- Cropping - dead easy this one, simply take a single exposure as normal, and then crop it down to your desired format. Positives are that you can visualise how the final image will look, and your camera may even have guidelines in the viewfinder or on the LCD to help compose the picture. Also, this method works for moving subjects, can be used handheld and requires no additional equipment. Downside: you are throwing away perhaps half the resolution of your camera. Tip: to help with composition, stick a bit of semi-transparent gift tape across your LCD to show your preferred aspect ratio, but still allows you to compose using the full frame when you want to.
- Stitching - the basic principle is to create a row or rows of overlapping images that can then be 'stitched' together on a computer. Quite tricky to do without a specialist panoramic tripod head, which helps to eliminate parallax error so that the images captured will stitch accurately in your software (I use PTGui). Positives are you can achieve very high resolution images: typically when I create a 3:1 panorama using this method, the final image will be 40 to 80 megapixels, and that makes a high quality panoramic tripod head very economic compared to the cost of a higher-resolution camera. Of course, this method doesn't work with moving subjects, and can be quite slow and cumbersome to set up. It's also more tricky to visualise what the final image will look like. Oh, and that super-duper wide angle lens you just bought? Sorry, but you are more likely to be using a short telephoto with this method :-)
- Shift lens - both Canon and Nikon produce shift lenses that allow you to create 2:1 panos on full 35mm frame digital SLRs, and 3:1 on cropped-sensor cameras. You simply take 3 images, one shifted left, one with no shift, and one shifted right. These are then stitched in software as method 2. There is no problem with parallax as you are shifting the lens and not the camera, and it's slightly easier to visualise the results, especially using Liveview. However, shift lenses tend to be expensive and quite heavy.

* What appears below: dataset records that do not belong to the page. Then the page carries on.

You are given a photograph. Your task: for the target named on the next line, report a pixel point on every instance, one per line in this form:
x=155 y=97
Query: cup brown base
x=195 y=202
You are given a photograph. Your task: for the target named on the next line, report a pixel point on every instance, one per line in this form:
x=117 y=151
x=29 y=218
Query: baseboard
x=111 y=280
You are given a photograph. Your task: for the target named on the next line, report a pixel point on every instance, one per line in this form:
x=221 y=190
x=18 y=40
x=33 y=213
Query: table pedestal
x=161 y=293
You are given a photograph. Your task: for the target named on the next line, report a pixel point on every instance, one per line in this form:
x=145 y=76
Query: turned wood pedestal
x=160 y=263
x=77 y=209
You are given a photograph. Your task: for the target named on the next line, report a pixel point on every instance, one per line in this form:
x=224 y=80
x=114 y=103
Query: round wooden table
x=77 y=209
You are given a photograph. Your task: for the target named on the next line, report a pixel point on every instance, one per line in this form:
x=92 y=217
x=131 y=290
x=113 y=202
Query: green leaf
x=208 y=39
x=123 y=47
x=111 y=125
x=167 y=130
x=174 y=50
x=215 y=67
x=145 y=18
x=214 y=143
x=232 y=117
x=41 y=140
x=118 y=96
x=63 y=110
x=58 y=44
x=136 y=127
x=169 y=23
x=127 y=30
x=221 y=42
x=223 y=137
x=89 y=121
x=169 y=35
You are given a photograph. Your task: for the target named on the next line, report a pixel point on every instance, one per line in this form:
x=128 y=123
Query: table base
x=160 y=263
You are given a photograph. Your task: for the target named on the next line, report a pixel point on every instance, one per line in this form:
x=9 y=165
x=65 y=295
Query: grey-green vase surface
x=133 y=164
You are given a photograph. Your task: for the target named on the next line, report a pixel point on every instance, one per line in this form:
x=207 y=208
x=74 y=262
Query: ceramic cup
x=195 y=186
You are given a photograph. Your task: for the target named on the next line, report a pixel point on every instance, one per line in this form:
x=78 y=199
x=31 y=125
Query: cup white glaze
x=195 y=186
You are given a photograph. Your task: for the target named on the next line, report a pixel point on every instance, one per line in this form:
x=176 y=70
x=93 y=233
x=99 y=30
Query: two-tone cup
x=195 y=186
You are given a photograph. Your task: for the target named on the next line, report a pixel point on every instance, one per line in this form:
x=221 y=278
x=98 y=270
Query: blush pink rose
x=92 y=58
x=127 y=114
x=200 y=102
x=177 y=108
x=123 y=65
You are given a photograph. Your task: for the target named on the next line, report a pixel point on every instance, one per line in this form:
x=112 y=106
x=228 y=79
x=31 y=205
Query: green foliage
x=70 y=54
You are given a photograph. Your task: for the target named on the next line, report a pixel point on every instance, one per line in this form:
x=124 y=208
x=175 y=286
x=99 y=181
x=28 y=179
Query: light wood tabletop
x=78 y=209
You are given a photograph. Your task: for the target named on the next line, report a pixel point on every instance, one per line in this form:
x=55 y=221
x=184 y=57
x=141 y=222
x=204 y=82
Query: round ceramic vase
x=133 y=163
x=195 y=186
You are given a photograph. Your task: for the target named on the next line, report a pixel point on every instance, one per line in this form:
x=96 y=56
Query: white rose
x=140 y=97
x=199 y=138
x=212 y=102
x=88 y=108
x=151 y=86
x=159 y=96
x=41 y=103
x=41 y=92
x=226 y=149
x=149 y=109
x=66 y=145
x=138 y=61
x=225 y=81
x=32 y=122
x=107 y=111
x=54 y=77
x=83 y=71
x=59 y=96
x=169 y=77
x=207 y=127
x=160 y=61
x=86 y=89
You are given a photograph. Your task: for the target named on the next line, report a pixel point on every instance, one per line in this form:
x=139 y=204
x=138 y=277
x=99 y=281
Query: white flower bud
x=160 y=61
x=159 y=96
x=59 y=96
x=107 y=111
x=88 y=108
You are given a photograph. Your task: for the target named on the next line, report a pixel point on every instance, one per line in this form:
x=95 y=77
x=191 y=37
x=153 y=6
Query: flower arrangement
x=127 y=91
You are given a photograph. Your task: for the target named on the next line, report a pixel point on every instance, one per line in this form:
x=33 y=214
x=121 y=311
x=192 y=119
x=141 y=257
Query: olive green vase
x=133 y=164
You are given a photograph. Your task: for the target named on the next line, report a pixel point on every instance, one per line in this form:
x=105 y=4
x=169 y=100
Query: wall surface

For me, option 1 is really a stop-gap when an unexpected opportunity presents itself and there isn't time for the one of the other methods (or you don't have the right equipment with you!). My preference is for method 2, with 3 as an option when travelling light.
2 comments:
HI,
I would also add that when staking pictures for method 2 and 3 I would recommend shooting in portrait mode to get good landscape panorama (especially when stitching 3:1 photo).
For option 2, completely agree. You could do this with option 3, but you would not get a panoramic format - more like a 3:2 at 3x the resolution of the sensor.